この度は、日本薬物動態学会初の試みである「若手研究者シンポジウム」の第1回組織委員、co-chairとして、若手研究者に完全に運営を任せていただくシンポジウムを行う機会を与えていただきました、動態学会関係各位に篤く御礼申し上げます。
今回のテーマは、「蛋白発現・機能のダイナミズム - 基礎研究と臨床・創薬との接点 -」と題させていただきました。
薬物動態の制御に関わる代謝酵素・トランスポーターについて、これまでは、分子種そのものの探索のためのクローニング、その基質特異性や阻害特性、反応速度など蛋白そのものの機能の解明に焦点が絞られてきておりましたが、近年、これら分子が、いろんな外的・内的要因によって、mRNAや蛋白質の発現量や機能が動的に制御を受けることが明らかとされてきました。これらは、転写・翻訳制御や翻訳後修飾、ソーティング制御など一連の蛋白質の発現に関わる素過程の変動により規定されるものであり、さらに近年では、microRNAなど新たな機能制御分子の存在が明らかとなるなど、蛋白質の発現や機能を変化させる要因は実に多様化しています。一方、病態や併用薬物によって薬物動態に関与する蛋白質の発現や機能が変化する事例が多く知られており、これらは臨床薬物動態に影響を与え、ひいては薬効や副作用の個人間変動を生む要因となることから、今後、このような蛋白の動的制御に関わる部分についてもin
vitro実験系による評価系の確立やメカニズムの解析を通じて、臨床にフィードバックすべき知見が多くあると考えております。

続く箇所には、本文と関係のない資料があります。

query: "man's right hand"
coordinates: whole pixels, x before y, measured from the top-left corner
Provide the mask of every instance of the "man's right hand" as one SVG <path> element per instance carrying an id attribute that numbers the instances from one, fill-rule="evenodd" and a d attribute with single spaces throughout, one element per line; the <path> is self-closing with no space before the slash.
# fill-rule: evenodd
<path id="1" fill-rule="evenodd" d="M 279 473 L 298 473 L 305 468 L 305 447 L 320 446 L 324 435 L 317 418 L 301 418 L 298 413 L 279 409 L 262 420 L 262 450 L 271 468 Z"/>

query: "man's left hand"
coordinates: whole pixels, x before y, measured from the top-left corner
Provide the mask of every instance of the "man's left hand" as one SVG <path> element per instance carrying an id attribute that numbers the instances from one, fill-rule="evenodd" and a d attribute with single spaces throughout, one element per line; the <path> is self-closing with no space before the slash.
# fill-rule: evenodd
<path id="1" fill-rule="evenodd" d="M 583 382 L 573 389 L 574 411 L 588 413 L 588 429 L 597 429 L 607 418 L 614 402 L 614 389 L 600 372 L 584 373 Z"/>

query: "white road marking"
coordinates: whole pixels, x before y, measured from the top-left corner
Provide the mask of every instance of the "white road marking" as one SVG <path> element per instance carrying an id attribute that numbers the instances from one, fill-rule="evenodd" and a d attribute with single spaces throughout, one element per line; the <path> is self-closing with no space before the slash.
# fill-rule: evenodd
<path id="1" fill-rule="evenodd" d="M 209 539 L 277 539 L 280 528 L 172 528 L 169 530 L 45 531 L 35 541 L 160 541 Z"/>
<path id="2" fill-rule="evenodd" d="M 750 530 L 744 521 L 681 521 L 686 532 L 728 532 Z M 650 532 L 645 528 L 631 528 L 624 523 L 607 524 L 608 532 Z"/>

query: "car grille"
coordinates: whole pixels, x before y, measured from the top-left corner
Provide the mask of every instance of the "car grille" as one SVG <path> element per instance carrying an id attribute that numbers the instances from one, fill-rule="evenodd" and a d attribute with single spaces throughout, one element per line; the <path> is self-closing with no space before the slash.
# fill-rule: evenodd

そこで、今回のシンポジウムのコンセプトとしては、あえて薬物動態関係の演者を避けて、分子生物学や生化学の基礎科学を中心に研究されてきた先生方や、分子ターゲットの網羅的な探索に従事されてきた先生方を招聘して、蛋白の発現・機能制御に関わる最新の事象・解析法をそれぞれの観点からご紹介いただき、そのような制御系がどのように臨床での薬物動態や薬効の変動要因として関係しうるか、創薬や臨床医療においてどのような意義を持ちうるのか、またそれを事前に予測しうる評価系の構築はどこまで可能か?といった、
「基礎研究の成果(シーズ)と、臨床医療・創薬への応用(ニーズ)の接点を探る」ことを今回のシンポジウムの主な目的としたいと、組織委員一同一致した見解を持っております。ですので、講演後の議論の時間やパネルディスカッションの時間を十分にとって、議論を交わすことで、将来の医療・創薬に対して、基礎研究の最新の成果をどのように利用し、役立てるかについて可能性を示し、また、薬物動態学・創薬科学の学問領域においても、研究の新展開を考える上でのヒントを与えるものになることを強く期待しております。現在、あらゆる問題が複雑化しており、1つの事象だけでは解決のつかないことが多くなりつつあるように思います。そのときの解決法の1つとして、学際的に異領域の様々な人が知恵を出し合うことがあげられます。演者の先生にも、基礎研究の成果がどのように創薬・臨床医療に応用しうるかについて、先生方のご意見を思う存分自由にご講演の中やディスカッションの場で語っていただけるよう、依頼をさせていただいております。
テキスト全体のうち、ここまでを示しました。